Thursday, February 11, 2010
Black History Special: Students Mentored By Civil Rights Veterans Changed American History
Black History Special: Students Mentored By Civil Rights Veterans Changed American History: I have nothing but praise to offer Ezell Blair Jr. (Jibreel Khazan), David Richmond, Franklin McCain and Joseph McNeil, the four North Carolina A & T State University students who conducted the Feb. 1, 1960 sit-in at the counter of the Woolworth’s in Greensboro, N.C. These four men deserve our national thanks for their roles in igniting a generation of young people to take part in one of the great political campaigns in American history.
Which is why when I think of the sit-ins these days, I linger on the roles of two older people whose names don’t make the headlines. James Lawson and Ella Baker found brilliant ways to channel and guide the energy of the young student protesters who joined the sit-ins in cities across the South.

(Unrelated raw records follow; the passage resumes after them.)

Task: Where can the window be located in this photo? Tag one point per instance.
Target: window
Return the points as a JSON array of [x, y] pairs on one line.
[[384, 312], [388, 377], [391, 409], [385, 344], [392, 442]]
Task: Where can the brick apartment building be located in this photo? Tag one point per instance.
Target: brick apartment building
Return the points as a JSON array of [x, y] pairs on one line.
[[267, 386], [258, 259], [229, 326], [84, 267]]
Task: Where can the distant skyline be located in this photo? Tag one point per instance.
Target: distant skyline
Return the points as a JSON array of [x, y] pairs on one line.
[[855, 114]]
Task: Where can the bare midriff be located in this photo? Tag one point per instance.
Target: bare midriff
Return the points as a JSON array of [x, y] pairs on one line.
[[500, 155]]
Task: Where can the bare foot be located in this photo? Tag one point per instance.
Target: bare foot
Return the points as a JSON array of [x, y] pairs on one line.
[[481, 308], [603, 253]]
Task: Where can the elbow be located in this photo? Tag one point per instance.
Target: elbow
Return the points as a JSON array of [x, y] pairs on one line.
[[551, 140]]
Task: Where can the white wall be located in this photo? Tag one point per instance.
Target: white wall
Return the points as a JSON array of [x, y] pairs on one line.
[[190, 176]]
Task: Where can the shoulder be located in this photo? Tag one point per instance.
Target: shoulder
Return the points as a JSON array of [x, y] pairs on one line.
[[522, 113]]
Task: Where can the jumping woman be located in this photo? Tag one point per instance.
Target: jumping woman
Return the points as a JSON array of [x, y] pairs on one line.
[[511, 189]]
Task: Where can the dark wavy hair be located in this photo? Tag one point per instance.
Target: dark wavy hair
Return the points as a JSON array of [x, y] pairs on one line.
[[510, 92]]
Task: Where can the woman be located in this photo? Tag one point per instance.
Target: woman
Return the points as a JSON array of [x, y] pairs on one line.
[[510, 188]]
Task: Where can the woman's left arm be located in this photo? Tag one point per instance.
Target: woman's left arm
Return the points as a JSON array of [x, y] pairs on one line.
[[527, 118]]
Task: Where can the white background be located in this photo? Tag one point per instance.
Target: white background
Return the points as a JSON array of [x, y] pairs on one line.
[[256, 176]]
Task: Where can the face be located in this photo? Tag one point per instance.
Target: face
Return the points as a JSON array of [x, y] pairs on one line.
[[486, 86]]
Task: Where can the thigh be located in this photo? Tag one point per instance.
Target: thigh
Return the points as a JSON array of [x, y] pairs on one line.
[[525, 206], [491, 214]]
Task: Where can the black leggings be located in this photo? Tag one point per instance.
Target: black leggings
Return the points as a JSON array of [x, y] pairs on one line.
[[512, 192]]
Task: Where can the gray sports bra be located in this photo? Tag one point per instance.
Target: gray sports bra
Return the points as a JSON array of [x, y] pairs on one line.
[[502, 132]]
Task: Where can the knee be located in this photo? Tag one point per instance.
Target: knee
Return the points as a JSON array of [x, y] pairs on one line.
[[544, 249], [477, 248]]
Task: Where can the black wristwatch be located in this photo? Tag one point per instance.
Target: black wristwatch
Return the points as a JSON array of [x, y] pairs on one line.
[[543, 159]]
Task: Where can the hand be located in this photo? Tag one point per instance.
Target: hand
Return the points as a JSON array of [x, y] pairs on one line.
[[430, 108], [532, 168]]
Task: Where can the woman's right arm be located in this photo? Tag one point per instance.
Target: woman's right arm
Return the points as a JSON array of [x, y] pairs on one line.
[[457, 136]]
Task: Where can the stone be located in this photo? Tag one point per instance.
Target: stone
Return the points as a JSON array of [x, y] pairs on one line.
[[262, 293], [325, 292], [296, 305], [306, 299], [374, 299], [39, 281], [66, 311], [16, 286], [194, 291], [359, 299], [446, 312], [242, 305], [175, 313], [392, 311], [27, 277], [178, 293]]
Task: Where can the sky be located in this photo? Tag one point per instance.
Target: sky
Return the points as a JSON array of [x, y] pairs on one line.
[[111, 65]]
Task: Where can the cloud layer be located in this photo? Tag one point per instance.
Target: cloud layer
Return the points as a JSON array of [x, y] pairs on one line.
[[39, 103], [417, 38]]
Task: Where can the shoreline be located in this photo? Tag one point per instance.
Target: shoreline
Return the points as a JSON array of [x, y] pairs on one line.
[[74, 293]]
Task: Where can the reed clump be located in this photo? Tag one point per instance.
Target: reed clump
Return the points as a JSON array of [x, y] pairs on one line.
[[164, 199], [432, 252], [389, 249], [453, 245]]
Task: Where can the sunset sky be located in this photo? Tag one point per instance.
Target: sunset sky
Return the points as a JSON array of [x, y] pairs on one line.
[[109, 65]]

Lawson and Baker (among many others) helped ensure that the sit-ins gained an enduring power that was needed in the years ahead to mount a frontal challenge to entrenched Southern racism.
Lawson was the spiritual leader of the Nashville Student Movement, the group of young people that was in the words of Dr. Martin Luther King, “the best organized and the most disciplined in the Southland.” Their number included Diane Nash, John Lewis, James Bevel, Bernard LaFayette and Marion Barry.